The tension in the room was real: a Marseille supporter, lauded for charity work, publicly backing the Paris club that most fans in his city deride. At the same time Drogba’s club legacy sits elsewhere — Chelsea fans remember his titles and the 2012 Champions League triumph first — which underlines how his authority is transnational and not bound solely to local rivalries.
That crossover quality — a celebrated African striker, former Ivory Coast captain and Chelsea legend addressing a French domestic rivalry — is why his remarks matter today. They reframed part of the narrative around PSG’s run to Budapest and offered the Paris side an unexpected nod from a figure respected across club lines and continents.

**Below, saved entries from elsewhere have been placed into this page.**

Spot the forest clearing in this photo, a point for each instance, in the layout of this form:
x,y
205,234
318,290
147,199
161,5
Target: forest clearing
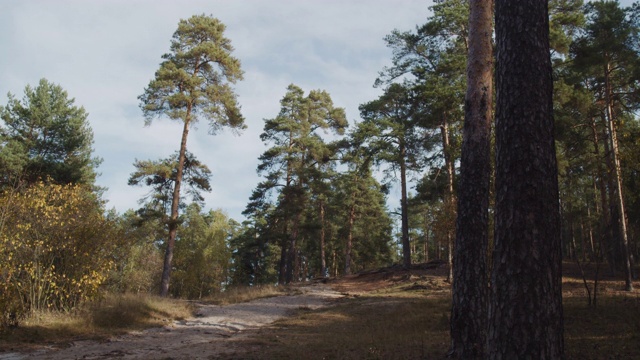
x,y
388,313
484,203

The immediate next fact readers should note is simple: PSG go into the 30 May final in Budapest with public endorsements that include names few expected to hear praise from, and the final itself will answer whether those endorsements mean anything on the pitch. For readers tracking leadership and legacy in club football, this moment also ties back to conversations about influence in the game — even Chelsea’s recent leadership debate has circled Drogba’s standing, as noted in a Round Time News piece where Robert Sánchez says he'd bring didier drogba back as Chelsea search for leaders ().
Conclusion: Drogba came to collect an award for his off-field work and left the room making football headlines. His praise for PSG does not erase the Marseille–PSG rivalry, but it does reassign some moral authority toward the Paris club at a moment when PSG must prove itself on 30 May in Budapest.